Déchets nucléaires : les coulisses.

Par Fsns

On peut louer, acheter le documentaire diffusé dernièrement sur Arte sur les déchets produits par l'activité nucléaire civile ou militaire. Nombre de faits saisissants y sont dévoilés que le grand public ne sait ni ne soupçonne. On y apprend notamment qu'une bonne partie des déchets provenant des centrales françaises présentés comme « recyclables » à plus de 90% par la société Areva qui en est l'exploitant sont en réalité abandonnés aux russes et stockés sous forme d'hexafluorure d'uranium dans des containers à ciel ouvert, à la merci du premier crash aérien. On y découvre également que l'usine de La Hague qui retraite ces déchets dispose d'autorisations tout à fait spéciales et des plus larges comme celle de rejeter directement en mer par un énorme pipeline sous marin des éléments radioactifs depuis qu'une loi stipule que le rejet dans l'océan de tonneaux de ces mêmes produits est interdite. Greenpeace, qui a beaucoup oeuvré pour cette interdiction, a également mesuré à l'aide de grands cerfs-volants ce qui était rejeté par les cheminées de cette usine pour montrer avec l'aide de la CRIIRAD que les émissions en Krypton 85 sur la seule année 1999 dépassait la totalité des émissions en Krypton 85 découlant des 500 essais atomiques atmosphériques jamais réalisés. L'utilisation d'un logiciel (celui-même qu'utilise Cogema) leur a même permis de mettre en évidence la dispersion de ces radio-éléments sur l' Europe à tel point qu'on est capable de savoir à quel moment les ouvriers travaillant à La Hague cisaillent les barres de combustible par la mesure des taux en Krypton 85 sur les toits de l'université de Gand ou de Genève !
Quid du pouvoir politique ? Ce n'est pas lui, affirme un expert international interviewé, qui décide directement de la stratégie énergétique du pays. Les postes-clés sont tous tenus par des représentants du corps des mines issus de l'élite des plus grandes écoles françaises. C'est donc une aristocratie oligarchique qui se substitue dans ce domaine à la démocratie, source d'une opacité systémique s'ajoutant au caractère tabou de la dangerosité inhérente au nucléaire.
Le mot de la fin est donné à Hubert Reeves qui qualifie de projet un peu délirant la volonté (l'illusion ?) de stocker en couche très profonde [1] des déchets de cette nature. Quel régime politique peut se targuer d'avoir tenu plus d'un siècle ? Qui serait responsable aujourd'hui de déchets enfouis par les égyptiens seulement distants de nous de quelques milliers d'années ? demande l'astrophysicien. Le conseiller de Nicolas Sarkosy semble posséder la réponse : la confiance. L'espoir viendra peut-être de la transmutation mais pas avant 2050. Or c'est maintenant qu'il faut faire face aux nouveaux défis énergétiques et climatiques. Comme le dit un ingénieur du corps des mines qui a accepté de répondre, l'industrie nucléaire doit résoudre trois problèmes : la sécurité, la démocratie et les déchets [2]

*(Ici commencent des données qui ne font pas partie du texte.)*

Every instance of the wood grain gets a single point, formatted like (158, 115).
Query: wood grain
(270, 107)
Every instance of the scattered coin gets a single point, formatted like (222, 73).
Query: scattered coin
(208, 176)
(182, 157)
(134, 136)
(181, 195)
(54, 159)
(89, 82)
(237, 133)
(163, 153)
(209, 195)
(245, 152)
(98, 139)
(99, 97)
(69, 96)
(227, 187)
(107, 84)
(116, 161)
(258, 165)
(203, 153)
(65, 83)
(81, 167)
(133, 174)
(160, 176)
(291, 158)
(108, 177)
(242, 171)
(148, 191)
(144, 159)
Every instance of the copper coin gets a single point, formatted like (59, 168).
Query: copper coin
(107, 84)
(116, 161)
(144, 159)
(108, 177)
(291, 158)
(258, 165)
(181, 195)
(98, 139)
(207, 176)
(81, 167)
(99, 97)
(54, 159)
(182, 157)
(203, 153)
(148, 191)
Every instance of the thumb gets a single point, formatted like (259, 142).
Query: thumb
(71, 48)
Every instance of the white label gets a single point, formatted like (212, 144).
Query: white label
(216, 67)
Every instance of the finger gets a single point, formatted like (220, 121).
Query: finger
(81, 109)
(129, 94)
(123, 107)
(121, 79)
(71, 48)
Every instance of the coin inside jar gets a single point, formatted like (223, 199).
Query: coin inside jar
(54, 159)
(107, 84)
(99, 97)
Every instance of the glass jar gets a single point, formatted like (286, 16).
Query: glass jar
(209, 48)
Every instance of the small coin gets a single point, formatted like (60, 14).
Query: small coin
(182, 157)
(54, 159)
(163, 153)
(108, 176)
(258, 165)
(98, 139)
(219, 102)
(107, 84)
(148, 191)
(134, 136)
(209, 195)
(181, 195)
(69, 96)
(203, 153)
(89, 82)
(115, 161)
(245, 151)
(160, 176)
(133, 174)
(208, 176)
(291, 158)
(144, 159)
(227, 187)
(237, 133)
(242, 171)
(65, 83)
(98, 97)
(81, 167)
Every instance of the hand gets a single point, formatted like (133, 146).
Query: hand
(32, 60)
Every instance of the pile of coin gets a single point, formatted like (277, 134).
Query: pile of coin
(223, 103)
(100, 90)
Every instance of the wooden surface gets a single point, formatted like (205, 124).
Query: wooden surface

[1] on étudie à Bures, dans la Meuse, la possibilité d'enterrer pour des centaines de miliers d'années les déchets les plus actifs dans une énorme poche d'argile choisie pour ses qualités de confinement

[2] Selon l'Andra (Agence nationale pour la gestion des déchets radioactifs), on estime que le volume de déchets radioactifs en 2030 sera d'environ 2,25 millions de m3. Il était de 1 million en 1997.